Я велел Антону Андреичу постараться ускорить розыск егеря Ермолая, а сам вышел из управления, намереваясь отправиться к доктору Милцу. Тот, по моим расчетам, должен был еще вчера сделать вскрытие тела квартирной хозяйки. И, если ему удалось определить вид яда, которым она была отравлена, это может дать новую зацепку. Яды бывают разные, и многие из них весьма непросто достать.
Едва выйдя на крыльцо управления, я в прямом смысле столкнулся с Анной Викторовной Мироновой. Точно! Не зря я чувствовал, что мне в этом расследовании чего-то не хватает. Как же так, убийство – и без госпожи Мироновой! Не порядок.
Она ойкнула и пошатнулась, столкнувшись со мной. Но тут же мило и приветливо мне улыбнулась:
– Яков Платонович! Добрый день!
– День добрый, Анна Викторовна.
– А Вам удалось узнать, кто этот студент?
Анна, как всегда, переходила к делу без долгих предисловий. И, как всегда, похоже, собиралась вмешиваться в дела полиции. Мне крайне импонировало первое из этих ее качеств. И очень сильно не нравилось второе.
– Пока нет, – ответил я ей, хоть и не слишком охотно. – А почему он Вас так интересует?
– Сама не знаю, – отвела глаза Анна Викторовна. – Просто такой молодой, и такая страшная судьба…

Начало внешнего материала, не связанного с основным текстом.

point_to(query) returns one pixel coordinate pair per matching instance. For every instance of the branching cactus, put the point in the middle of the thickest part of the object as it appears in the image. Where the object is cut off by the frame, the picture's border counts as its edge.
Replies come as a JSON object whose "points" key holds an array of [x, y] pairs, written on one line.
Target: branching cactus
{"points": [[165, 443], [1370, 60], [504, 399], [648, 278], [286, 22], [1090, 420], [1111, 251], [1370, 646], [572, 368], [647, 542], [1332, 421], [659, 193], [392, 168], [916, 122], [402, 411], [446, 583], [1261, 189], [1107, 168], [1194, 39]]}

Что еще мне в ней очень нравилось, так это ее полное неумение лгать. Делала она это очень редко, крайне неохотно, и с таким немыслимым неправдоподобием, что вызывала у меня самое настоящее умиление. Но не будем обижать барышню недоверием. Полагаю, единственной причиной ее неискренности является то, что она вновь руководствуется своими видениями. И не хочет меня раздражать упоминанием о них.

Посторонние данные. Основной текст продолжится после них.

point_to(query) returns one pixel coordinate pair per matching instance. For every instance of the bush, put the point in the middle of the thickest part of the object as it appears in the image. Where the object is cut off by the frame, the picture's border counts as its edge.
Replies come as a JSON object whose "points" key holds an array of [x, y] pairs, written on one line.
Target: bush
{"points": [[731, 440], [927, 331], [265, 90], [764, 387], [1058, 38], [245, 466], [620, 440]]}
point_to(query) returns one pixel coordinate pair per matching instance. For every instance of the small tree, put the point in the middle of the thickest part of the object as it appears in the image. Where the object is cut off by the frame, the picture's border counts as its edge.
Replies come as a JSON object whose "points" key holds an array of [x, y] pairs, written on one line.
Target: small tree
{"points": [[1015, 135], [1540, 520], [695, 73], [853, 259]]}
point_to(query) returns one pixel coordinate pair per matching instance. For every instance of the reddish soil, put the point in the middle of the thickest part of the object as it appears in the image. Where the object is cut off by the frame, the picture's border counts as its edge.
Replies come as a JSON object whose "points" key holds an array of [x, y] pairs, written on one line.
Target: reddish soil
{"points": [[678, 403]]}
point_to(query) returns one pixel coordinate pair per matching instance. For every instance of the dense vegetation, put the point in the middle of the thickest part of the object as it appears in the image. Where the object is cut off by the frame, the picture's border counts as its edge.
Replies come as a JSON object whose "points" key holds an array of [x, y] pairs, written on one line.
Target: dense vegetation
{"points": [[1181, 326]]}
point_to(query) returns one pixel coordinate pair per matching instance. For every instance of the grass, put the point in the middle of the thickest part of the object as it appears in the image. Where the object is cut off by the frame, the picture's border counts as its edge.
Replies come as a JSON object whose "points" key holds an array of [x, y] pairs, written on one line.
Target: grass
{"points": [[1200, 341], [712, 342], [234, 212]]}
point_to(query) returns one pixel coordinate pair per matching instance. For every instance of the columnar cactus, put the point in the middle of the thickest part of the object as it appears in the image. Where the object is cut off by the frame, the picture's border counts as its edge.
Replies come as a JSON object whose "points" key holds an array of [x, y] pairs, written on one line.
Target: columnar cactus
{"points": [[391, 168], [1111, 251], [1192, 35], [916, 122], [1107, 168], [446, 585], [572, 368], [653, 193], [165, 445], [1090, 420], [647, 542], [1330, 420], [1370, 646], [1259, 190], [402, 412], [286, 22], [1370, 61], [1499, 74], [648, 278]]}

– А Вы что, – спросил я ее, – уверены, что он только жертва? Явился он туда с явно недобрыми намерениями.
– Нет, – убежденно покачала головой Анна. – Мне кажется, он жертва безвинная.
– Ну, а поговорить Вы с ним не пытались? – решил я слегка ее поддеть.
Анна моей иронии не поняла, ответила на полном серьезе:
– Да пытаюсь! Но он не приходит!
Равнодушие духа явно обижало ее и расстраивало. Я не удержался от улыбки:
– Не приходит?!
Вот теперь она заметила мою насмешку. Рассердилась и обиделась одновременно:
– Яков Платоныч! Бросьте Ваши шутки! Дело серьезное!
– Более чем, Анна Викторовна, – произнес я, садясь в экипаж. – И, с Вашего позволения, я продолжу им заниматься. Честь имею!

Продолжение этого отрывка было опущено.